Tuttavia, molti ritengono che il PCI abbia commesso un errore storico quando nel 1990, dopo la scomparsa del blocco socialista nell’Europa dell’Est, Achille Occhetto, leader del PCI, annunciò la scomparsa del suddetto partito nello spirito dei tempi e la sua conversione al Partito Democratico di Sinistra, con tendenze socialdemocratiche. Secondo i critici di Occhetto, i comunisti italiani non avrebbero dovuto fare i conti con i fallimenti del socialismo sovietico perché l’esperienza italiana era stata molto diversa da quella bolscevica. Secondo questi critici, il PCI aveva avuto un proprio ideologo di prim’ordine, Antonio Gramsci, che gli aveva dato un’identità dottrinale all’inizio delle lotte politiche contro il fascismo negli anni ’20 e ’30., aveva accettato le regole della democrazia liberale e da lì si batté per migliorare le condizioni di vita di coloro che doveva difendere: i lavoratori. In prospettiva, l’“autoliquidazione” del Pci ha lasciato un importante gruppo della società senza rappresentanza politica.
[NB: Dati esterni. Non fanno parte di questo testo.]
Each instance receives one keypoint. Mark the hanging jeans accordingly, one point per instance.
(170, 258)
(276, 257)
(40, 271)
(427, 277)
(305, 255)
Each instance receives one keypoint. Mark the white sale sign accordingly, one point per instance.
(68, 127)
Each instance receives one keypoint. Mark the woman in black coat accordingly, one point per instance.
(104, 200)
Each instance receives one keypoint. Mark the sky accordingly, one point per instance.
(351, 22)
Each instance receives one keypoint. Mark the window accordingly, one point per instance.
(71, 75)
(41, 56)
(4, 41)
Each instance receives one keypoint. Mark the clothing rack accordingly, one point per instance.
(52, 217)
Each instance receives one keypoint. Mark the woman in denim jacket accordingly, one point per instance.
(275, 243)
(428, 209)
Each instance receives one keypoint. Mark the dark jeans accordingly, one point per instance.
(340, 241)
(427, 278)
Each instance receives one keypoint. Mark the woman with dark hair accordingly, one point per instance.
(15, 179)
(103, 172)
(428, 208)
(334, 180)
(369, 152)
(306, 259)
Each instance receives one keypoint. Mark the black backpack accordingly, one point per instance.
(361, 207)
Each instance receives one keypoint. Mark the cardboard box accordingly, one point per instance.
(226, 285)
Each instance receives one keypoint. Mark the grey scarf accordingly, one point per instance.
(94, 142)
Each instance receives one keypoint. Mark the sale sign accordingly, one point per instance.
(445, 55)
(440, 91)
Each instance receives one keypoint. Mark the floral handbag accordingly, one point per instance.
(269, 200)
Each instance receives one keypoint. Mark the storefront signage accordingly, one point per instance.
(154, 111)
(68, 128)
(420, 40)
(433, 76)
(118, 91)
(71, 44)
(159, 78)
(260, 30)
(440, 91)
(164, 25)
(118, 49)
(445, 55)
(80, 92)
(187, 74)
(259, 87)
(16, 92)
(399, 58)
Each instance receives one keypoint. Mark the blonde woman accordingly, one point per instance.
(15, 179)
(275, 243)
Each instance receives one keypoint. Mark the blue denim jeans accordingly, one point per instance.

Come riempire questo vuoto?
È evidente che, a partire dagli anni ’90, la globalizzazione economica portata dall’alleanza transatlantica ha avuto innumerevoli conseguenze in ambito sociale e culturale. Molti di loro hanno colpito direttamente coloro che ricevono sussidi in Europa. Allo stesso modo, la massiccia presenza di migranti è percepita come una vera minaccia sul posto di lavoro. Inoltre, i vecchi partiti “lavoratori” (socialisti, socialdemocratici) hanno cambiato la loro agenda verso questioni che non incidono visibilmente sul funzionamento del sistema economico, come il genere, i diritti delle minoranze sessuali o l’ambiente. Così, un gruppo significativo di “democrazia di massa” in paesi come l’Italia è stato lasciato alla deriva. A chi si rivolgono? Verso questo discorso che simpatizza con la propria destrutturazione.
Il relativo trionfo di Giorgia Meloni è solo un anello della catena di delusioni, rabbia e fragilità che sta facendo precipitare l’Europa in una potenziale crisi di dimensioni insospettate. Il cinismo – italianissimo – con cui sono stati presi i risultati del 25 settembre da alcuni italiani è forse una corsa a capofitto. Non dimentichiamo però che quest’anno 2022 segna un secolo dalla “Marcia su Roma” che portò l’Italia e poi il mondo a uno dei suoi episodi più bui. Lezioni per il Perù? innumerevoli.
NOTA: “Né GRUPORPP né i suoi amministratori, soci, rappresentanti legali, dirigenti e/o dipendenti saranno in alcun modo responsabili delle dichiarazioni, dei commenti o delle opinioni espresse in questa sezione, essendone l’autore l’unico responsabile”.